The results were then evaluated. Traditionally, ‘big noise’ tactics and community interventions have been deemed the best way of changing attitudes towards making a GP appointment by many in the NHS and cancer charities alike. This time, however, direct mail was the clear winner. Not only did the mail pack have a much lower cost per engagement, and ultimately cost per referral, than the other two methods, its prompted recall was the highest of all three channels. Tellingly, it provoked significantly more presentations. The marketing campaign was considered successful, and the direct mail tactic is already being rolled out to other areas of the country, including Avon, Wiltshire and Somerset, Peninsula and Greater Manchester, where we are now evaluating the impact of targeting female influencers as opposed to men directly.

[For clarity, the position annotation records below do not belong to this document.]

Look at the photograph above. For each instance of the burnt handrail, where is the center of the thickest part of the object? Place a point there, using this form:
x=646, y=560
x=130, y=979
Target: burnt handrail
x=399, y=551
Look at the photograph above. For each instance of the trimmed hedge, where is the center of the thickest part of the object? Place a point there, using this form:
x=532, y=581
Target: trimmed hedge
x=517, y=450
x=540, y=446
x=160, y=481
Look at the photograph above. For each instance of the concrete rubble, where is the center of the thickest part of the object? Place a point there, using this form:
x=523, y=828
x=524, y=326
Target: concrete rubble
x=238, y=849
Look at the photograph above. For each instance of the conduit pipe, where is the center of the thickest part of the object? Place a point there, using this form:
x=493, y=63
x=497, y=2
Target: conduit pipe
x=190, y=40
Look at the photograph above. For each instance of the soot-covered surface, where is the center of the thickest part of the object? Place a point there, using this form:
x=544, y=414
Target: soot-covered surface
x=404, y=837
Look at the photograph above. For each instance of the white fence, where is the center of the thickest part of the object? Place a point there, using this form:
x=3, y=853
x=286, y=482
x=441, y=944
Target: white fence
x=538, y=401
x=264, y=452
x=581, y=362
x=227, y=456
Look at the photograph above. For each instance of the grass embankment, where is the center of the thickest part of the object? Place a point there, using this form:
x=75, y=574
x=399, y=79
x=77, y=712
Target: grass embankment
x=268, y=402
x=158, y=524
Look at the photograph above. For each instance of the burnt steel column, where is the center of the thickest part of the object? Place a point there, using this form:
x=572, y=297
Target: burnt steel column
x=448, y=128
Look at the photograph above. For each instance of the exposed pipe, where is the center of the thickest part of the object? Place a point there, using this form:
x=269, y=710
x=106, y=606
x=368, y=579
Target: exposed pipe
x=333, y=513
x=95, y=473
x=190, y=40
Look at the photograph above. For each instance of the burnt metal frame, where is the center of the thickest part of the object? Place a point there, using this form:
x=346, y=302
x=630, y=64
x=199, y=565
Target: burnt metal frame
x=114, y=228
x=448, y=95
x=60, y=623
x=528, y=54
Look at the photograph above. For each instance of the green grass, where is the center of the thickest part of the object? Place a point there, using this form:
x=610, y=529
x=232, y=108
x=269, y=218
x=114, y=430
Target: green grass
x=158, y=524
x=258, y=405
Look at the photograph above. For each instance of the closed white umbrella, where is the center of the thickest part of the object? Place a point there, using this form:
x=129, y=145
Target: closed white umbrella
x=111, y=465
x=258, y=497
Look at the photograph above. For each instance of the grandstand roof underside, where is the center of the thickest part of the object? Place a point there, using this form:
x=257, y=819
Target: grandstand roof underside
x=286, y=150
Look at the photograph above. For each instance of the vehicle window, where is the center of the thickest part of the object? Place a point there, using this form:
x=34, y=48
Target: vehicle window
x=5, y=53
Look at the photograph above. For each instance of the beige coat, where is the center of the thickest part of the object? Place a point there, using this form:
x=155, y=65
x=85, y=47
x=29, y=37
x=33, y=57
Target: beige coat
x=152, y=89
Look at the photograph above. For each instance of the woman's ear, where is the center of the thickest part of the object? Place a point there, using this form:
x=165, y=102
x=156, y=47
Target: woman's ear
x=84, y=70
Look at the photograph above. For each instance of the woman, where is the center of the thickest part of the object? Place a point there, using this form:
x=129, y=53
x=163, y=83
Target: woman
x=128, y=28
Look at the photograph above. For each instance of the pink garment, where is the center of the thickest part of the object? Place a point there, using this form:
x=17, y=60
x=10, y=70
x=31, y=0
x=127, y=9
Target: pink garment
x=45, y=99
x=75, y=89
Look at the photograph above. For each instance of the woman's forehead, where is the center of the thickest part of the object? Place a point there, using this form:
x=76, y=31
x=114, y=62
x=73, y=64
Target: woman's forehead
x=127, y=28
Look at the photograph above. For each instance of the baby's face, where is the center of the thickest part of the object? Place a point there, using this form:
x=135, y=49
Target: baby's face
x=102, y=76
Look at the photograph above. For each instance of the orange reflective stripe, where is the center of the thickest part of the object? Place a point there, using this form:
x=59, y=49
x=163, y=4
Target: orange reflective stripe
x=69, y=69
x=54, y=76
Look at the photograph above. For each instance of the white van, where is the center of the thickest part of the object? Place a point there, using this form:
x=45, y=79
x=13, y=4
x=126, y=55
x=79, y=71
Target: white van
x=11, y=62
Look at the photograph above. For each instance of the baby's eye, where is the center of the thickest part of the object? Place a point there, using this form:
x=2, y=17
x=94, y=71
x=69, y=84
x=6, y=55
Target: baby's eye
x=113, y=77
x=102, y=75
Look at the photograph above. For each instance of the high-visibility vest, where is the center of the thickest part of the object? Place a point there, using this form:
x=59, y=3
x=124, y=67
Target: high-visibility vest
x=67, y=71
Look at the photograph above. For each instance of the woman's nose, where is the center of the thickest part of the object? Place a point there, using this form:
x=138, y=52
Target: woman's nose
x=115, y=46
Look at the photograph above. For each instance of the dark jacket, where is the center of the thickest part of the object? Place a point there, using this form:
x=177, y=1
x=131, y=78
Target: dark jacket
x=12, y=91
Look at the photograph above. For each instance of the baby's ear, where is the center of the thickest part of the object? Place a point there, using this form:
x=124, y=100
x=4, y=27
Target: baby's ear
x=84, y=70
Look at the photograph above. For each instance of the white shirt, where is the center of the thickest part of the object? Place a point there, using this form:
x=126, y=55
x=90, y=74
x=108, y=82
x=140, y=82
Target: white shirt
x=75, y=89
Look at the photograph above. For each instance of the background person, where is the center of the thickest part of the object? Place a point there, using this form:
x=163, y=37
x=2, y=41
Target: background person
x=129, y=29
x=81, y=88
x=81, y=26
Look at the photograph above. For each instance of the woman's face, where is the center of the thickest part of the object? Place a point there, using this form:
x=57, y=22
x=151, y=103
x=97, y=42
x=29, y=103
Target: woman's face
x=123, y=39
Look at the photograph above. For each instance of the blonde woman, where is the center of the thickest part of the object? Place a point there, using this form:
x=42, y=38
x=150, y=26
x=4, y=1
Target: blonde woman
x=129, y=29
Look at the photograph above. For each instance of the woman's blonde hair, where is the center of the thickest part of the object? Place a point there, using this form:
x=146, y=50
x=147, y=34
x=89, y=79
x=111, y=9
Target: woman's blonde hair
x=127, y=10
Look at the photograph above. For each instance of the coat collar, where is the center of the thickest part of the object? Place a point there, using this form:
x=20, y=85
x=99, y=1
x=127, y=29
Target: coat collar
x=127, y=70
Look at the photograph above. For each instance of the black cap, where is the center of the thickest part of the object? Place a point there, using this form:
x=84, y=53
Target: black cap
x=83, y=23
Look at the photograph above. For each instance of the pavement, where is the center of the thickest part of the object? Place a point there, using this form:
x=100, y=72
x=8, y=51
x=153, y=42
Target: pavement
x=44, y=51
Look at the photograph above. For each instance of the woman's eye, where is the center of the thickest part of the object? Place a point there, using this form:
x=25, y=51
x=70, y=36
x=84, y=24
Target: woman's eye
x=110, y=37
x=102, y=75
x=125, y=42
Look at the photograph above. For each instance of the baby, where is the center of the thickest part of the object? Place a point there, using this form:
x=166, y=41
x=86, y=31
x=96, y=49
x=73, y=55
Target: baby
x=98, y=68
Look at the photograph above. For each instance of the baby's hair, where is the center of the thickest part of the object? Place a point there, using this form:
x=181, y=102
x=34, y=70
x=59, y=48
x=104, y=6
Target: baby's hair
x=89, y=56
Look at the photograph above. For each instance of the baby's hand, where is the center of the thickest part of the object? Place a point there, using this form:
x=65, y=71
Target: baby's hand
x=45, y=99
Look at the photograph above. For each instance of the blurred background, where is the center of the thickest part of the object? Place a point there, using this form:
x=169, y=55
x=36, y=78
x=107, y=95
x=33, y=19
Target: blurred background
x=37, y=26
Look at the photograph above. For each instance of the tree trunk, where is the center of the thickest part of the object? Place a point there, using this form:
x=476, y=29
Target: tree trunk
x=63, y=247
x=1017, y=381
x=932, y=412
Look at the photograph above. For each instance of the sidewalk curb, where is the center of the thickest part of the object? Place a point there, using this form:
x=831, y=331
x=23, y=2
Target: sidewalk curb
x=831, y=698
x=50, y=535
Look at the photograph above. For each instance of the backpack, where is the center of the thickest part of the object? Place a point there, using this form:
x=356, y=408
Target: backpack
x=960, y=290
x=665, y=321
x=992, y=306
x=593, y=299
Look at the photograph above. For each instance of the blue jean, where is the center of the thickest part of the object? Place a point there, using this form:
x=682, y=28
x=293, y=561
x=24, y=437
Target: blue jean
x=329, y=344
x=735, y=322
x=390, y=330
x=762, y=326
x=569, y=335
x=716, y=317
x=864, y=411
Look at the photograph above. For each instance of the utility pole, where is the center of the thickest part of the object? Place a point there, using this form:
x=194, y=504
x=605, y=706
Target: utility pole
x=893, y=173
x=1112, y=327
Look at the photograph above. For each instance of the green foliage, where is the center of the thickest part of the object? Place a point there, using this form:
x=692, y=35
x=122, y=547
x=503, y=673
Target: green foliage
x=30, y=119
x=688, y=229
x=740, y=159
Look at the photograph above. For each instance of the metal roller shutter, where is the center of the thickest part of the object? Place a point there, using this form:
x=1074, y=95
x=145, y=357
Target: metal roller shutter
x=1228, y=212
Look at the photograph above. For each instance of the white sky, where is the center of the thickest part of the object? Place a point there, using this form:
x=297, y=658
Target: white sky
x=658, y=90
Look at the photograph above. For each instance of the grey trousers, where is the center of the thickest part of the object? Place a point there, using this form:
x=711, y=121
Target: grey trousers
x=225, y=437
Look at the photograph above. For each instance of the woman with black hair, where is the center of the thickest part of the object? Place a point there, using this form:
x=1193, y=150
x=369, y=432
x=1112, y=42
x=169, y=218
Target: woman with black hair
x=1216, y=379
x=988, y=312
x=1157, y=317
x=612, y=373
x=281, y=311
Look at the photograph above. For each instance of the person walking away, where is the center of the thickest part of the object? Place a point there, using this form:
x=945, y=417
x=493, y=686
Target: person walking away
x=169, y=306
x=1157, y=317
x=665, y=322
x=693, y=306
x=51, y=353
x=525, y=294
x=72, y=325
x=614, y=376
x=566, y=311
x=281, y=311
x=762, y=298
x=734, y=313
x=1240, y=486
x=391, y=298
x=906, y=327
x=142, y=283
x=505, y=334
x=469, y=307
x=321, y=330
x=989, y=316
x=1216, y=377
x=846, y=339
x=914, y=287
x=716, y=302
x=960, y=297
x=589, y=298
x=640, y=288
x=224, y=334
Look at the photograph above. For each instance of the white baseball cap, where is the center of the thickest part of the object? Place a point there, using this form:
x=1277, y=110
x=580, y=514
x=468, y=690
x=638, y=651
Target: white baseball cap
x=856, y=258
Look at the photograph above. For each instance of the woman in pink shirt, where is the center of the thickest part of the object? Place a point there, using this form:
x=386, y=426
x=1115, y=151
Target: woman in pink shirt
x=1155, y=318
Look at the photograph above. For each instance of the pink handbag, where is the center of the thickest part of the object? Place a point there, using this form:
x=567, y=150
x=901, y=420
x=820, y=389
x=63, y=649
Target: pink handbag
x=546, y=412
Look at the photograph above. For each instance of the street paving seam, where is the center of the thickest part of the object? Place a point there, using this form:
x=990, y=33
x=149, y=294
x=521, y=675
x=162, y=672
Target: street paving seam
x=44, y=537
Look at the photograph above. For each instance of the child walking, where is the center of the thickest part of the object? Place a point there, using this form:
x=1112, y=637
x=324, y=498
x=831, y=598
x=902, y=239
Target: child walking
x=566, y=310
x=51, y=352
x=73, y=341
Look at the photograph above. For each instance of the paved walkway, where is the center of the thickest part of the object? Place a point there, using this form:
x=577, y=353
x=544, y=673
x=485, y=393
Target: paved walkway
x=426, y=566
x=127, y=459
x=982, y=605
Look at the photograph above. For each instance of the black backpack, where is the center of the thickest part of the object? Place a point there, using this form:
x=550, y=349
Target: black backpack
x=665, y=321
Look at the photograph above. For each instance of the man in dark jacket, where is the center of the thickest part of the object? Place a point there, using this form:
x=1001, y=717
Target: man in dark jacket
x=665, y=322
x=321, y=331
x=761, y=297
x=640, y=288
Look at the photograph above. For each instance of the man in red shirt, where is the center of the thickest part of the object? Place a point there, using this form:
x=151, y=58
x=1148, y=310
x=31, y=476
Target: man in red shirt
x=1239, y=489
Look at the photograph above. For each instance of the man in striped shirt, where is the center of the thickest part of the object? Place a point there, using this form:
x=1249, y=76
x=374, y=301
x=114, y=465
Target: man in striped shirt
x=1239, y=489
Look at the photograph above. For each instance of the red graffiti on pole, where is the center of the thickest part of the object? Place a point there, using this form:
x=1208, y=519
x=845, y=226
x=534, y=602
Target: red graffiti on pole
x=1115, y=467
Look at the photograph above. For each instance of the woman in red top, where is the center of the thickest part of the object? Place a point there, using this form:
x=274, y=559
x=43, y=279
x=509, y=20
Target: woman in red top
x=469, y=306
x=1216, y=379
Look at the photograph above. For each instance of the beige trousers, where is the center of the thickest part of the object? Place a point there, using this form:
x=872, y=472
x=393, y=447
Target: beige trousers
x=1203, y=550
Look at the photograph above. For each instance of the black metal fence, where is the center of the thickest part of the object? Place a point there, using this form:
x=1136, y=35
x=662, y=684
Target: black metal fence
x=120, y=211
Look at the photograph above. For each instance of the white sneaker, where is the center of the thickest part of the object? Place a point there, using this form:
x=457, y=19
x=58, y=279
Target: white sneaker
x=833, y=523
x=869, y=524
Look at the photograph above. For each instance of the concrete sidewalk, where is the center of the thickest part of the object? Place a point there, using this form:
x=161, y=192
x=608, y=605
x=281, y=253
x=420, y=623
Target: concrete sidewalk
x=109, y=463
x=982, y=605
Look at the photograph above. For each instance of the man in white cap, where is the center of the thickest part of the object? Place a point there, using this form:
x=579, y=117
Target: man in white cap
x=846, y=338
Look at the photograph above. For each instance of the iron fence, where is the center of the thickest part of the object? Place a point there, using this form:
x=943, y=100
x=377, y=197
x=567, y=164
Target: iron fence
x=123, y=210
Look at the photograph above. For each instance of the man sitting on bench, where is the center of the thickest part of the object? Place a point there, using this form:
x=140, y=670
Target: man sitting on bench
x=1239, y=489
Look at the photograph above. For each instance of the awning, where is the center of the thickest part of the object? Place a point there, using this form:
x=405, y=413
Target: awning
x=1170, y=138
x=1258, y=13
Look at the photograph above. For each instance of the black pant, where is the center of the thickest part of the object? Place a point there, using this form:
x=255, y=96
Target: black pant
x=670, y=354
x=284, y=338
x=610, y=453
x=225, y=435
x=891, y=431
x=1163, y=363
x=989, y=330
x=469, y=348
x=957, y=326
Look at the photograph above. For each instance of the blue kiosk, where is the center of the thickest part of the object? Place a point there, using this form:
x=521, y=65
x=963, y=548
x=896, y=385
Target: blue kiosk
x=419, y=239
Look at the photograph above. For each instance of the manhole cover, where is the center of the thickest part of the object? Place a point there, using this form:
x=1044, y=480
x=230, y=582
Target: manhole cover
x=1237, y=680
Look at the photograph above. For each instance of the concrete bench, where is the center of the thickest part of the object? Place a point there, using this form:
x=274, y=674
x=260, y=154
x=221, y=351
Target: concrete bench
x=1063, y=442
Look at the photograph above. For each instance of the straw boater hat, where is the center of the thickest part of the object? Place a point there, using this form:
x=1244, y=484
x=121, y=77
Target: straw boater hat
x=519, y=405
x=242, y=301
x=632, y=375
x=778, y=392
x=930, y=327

The Dorset campaign is an example of how setting the wheels of behaviour change in motion can lead to quick gains for health commissioners looking to make long-term savings from sustained alterations in attitudes and understanding. By persuading more men over 50 to check themselves for possible signs of skin cancer, what may appear to be simple marketing tactics has begun to change the way in which this vulnerable age group thinks about and acts on melanoma. To facilitate this, Cancer Research UK and the BAD (British Association of Dermatologists) have also developed a skin cancer recognition toolkit for GPs which is available at www.doctors.net.uk/skincancer.